I've burned a complete, large fir and a hemlock. The chimney was never cleaner. Fir burns hot!
 
11 Bravo said:
All I have on my 3 acres is white pine. I would love to split and burn it, but have heard over and over ....and over..to almost never use it. From what you all say, as long as I get the chimney swept every season I can burn it ?

The best way to burn it would be to mix it with hardwoods. When you do burn softer woods you want to watch the temps of the stove, that stuff burns hot and fast.
 
I think pine has a bad rap around here, because it takes off and burns so fast and hot that most people choke down their stove too soon and that produces more smoke and more creosote, especially in pre EPA stoves. It's more of an operator error than the wood. Burn what you have available.
 
Maple is one of the best woods there is. Soft Maple (silver and red) are wonderful since they split easy and season in a year. Hard maple (sugar) is a high btu wood that doesn't split quite as easy as the soft, but has more BTU/lb. Again, season's well, and is relatively easy to split. Free maple is almost a good as free ash.

On the Pine front... I find that knowing when to burn pine is helpful. I tend to burn it in the early evening when I can tend the stove more often. I like pine to get a fast fire in the morning and the early evening, as it tends to have a shorter coal stage than the hardwoods. Shorter coal stage means less coal buildup during periods of high heat requirements, so you don't have a huge coal bed prior to overnight loading.

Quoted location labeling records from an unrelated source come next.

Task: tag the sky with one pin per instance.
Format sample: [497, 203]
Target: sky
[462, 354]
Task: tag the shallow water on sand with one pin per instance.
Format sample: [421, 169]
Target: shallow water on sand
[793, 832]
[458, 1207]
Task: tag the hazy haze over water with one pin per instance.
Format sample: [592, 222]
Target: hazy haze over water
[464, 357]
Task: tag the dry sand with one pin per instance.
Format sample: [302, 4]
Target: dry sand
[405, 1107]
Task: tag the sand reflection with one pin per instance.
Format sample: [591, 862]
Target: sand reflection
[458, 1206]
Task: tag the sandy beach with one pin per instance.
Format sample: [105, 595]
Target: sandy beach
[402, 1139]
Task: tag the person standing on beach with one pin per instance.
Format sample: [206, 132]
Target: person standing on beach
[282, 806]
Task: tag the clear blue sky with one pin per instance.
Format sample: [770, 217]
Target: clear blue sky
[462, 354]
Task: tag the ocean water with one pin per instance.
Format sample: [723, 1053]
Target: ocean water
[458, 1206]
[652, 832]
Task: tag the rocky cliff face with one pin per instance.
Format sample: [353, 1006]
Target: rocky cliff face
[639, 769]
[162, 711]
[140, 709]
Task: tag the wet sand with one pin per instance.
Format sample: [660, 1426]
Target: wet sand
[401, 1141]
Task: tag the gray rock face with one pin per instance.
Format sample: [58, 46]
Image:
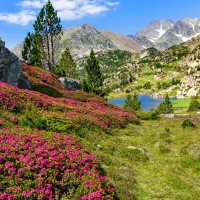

If all I had was pine, I'd look to be burning it in a high mass large stove like a large Soapstone stove.

From all I've read, today's stoves burn pine so completely that creosote isn't a problem I burned about 1.5 cords of pine last year and the chimney cap doesn't seem to have any more buildup than the previous year when I burned no pine. You do have to be careful, as I've had several fires with pine that looked like the stove was going to explode. The stove seems no worse for wear, but you can get some pine that essentially releases i't's wood gas very quickly and can over fire the stove.

If wood is free... burn it.
 
Absolutlely Not!!!

You shouldn't burn it at all. You should just give it to us to burn for you ;-P

Seriuosly, It's great wood, especially for the price.

As for the Pine banter, I have used it for years with no trouble at all.
 
I'm a bit of a hardwood snob, and when I bought loads of logs, I would get pretty bummed if they contained much red (soft) maple. If you look at the charts, it's far below the best species, such as beech, red and white oak, hickory, ash, yellow birch and hard (sugar) maple. However, I agree that free wood is the best wood, and any hardwood is probably better than any softwood. Not that there's anything wrong with softwood, if that's what you have to burn. It all depends on where you live and what you have available.